Войдя в заклинательный покой, Накан Коршун неторопливо подошёл к ларцу. Здесь он не спеша натянул на руки перчатки из тонкой кожи и, после недолгих раздумий, протянул ладонь, коснувшись ларцового замка. Щелчок звонко огласил о вскрытии опасного груза. Коршун откинул крышку, всматриваясь в одну из ужаснейших книг Заара – «Огнекровь».

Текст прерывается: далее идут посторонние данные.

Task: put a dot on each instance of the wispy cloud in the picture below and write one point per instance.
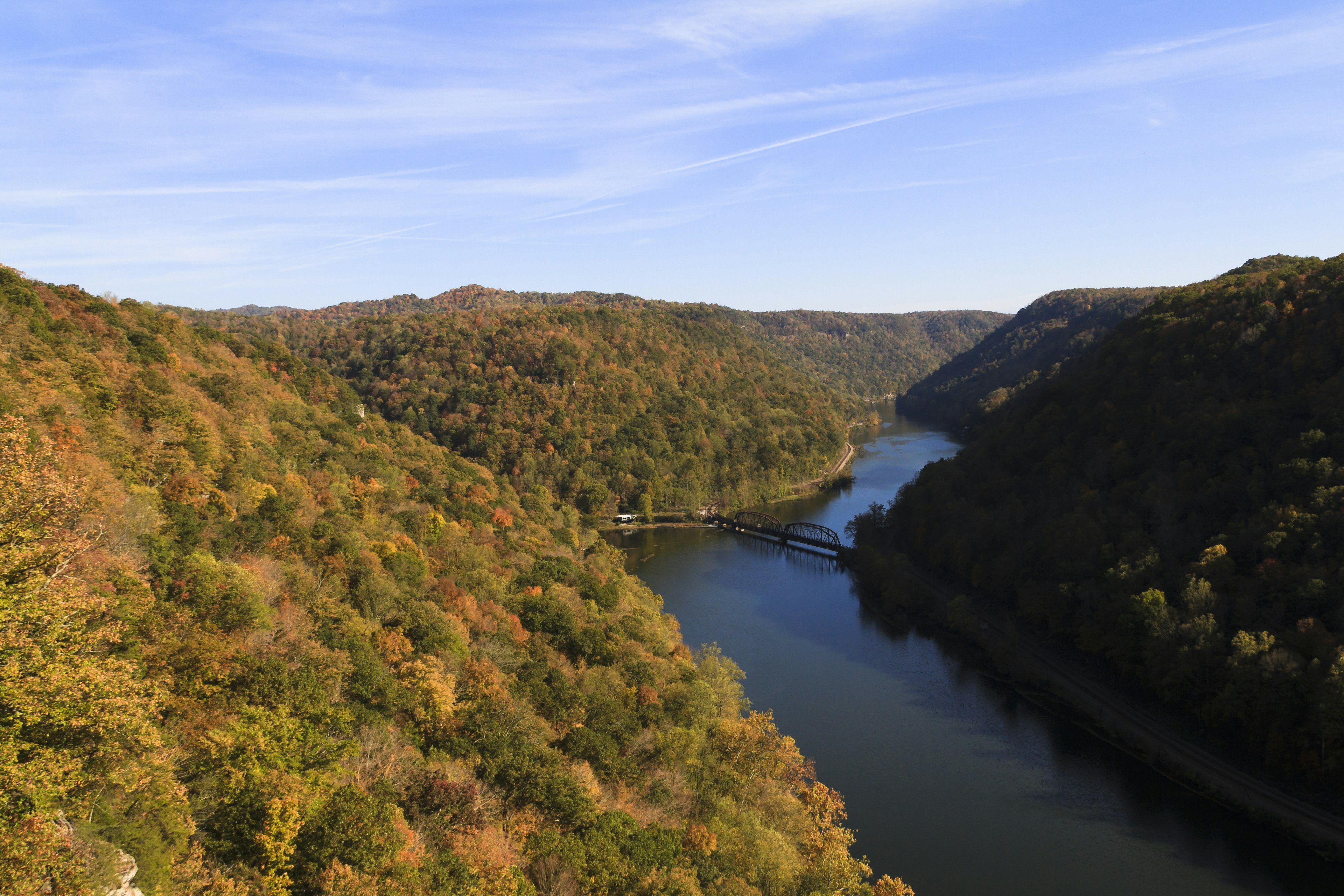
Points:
(253, 132)
(725, 26)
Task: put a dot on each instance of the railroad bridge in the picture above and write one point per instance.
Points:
(799, 534)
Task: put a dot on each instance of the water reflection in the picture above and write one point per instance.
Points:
(953, 780)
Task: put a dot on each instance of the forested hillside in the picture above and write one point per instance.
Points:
(859, 355)
(1175, 503)
(656, 407)
(269, 644)
(1025, 350)
(867, 355)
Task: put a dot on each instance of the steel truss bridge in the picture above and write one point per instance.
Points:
(796, 534)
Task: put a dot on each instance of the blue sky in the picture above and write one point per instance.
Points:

Прошло уже почти шесть тысяч лет, когда на исходе Времени Вторжения служителям Всеблагого Кайвана удалось захватить сию святыню пекельщиков. Даже не раскрытой, в окладе из неокисляемой красной меди «Огнекровь» смотрелась зловеще. Но не только давящее излучение пекельной скверны терзало Перста Веры при взгляде на книгу, от изображений, вытесненных на обложке, его брала оторопь, пробирая сразу и хладом, и жаром. То, что изобразили древние пекельщики, было настолько немыслимо, невообразимо, что Коршун теперь понимал, отчего само знание о существовании «Огнекрови» лежало под семью печатями среди высших тайн ордена. Искусно выполненный образ Царя Света – Всеблагого Кайвана-Лучистого на обложке соседствовал с не менее искусным образом Царя Пекла Иги-Мара. И оба образа сливались в единое целое, становясь одной сущностью.
Уже только за одну обложку Коршун готов был уничтожить эту книжную мерзость, но и оценил давнюю мудрость предшественников, решивших всё-таки сохранить столь ценную добычу. Потому как эта ночь станет одной из тех редких ночей, когда «Огнекровь» будет использована против её же почитателей.